I recently got back from my first visit to Reno in three months. I was there for over a week and I'm absolutely exhausted. I was able to accomplish a lot (bought a new kitchen table, took my dog out almost every day, started getting estimates on redoing my backyard) but I think I overdid. That's why I've been staying in Sacramento so long; there aren't many demands on me here and I can just recover. It's not my boyfriend that is pushing me to do so much though, it's me.
The biggest obstacle with my illness is living within my limitations. I constantly struggle with not doing too much and accepting that I'm not a "normal" 26 year-old. A counselor once told me I should stop "shoulding" all over myself. I thought that was funny, yet poignant. I get caught thinking, "I should be getting better fast..." "I shouldn't be so lazy..." "I should be working..." Of course that's ridiculous because healing has no schedule, I'm really not lazy, and at this point (as well as the foreseeable future) I can't work.
I wish I could say that this all gets easier, but I'm not sure it does.

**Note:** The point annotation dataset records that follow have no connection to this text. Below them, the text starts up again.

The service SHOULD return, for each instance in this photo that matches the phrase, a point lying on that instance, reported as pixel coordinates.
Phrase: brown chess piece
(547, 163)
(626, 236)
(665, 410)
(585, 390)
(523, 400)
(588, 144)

Every time I accept my limitations, they change. To be honest, I'm still coming to grips with the fact that I have two incurable diseases. I have always been an overachiever and my illness has forced me to reign in my expectations about what I thought my life would be at this point.
It's funny, my mom's coworkers are always asking her, "Is Megan's boyfriend still around?" I suppose they can't fathom a healthy person sticking by the side of someone who is sick. And to be honest before my boyfriend I couldn't imagine it either. I always saw myself as damaged because of my illness, and in a lot of ways I still do. Before I got sick at 21, I honestly don't think I could have seriously dated someone with so many health issues. The greatest thing is my boyfriend doesn't think of me as ill (yeah, he may be delusional) and accepts my limitations. I am constantly amazed that we're still together because he puts up with so much. Relationships are really a lot of work, but double that when someone is in chronic pain. My recommendation is don't get into a relationship when you're at your worst. Even if he/she is the perfect person for you it probably won't work since you can't start off on equal footing.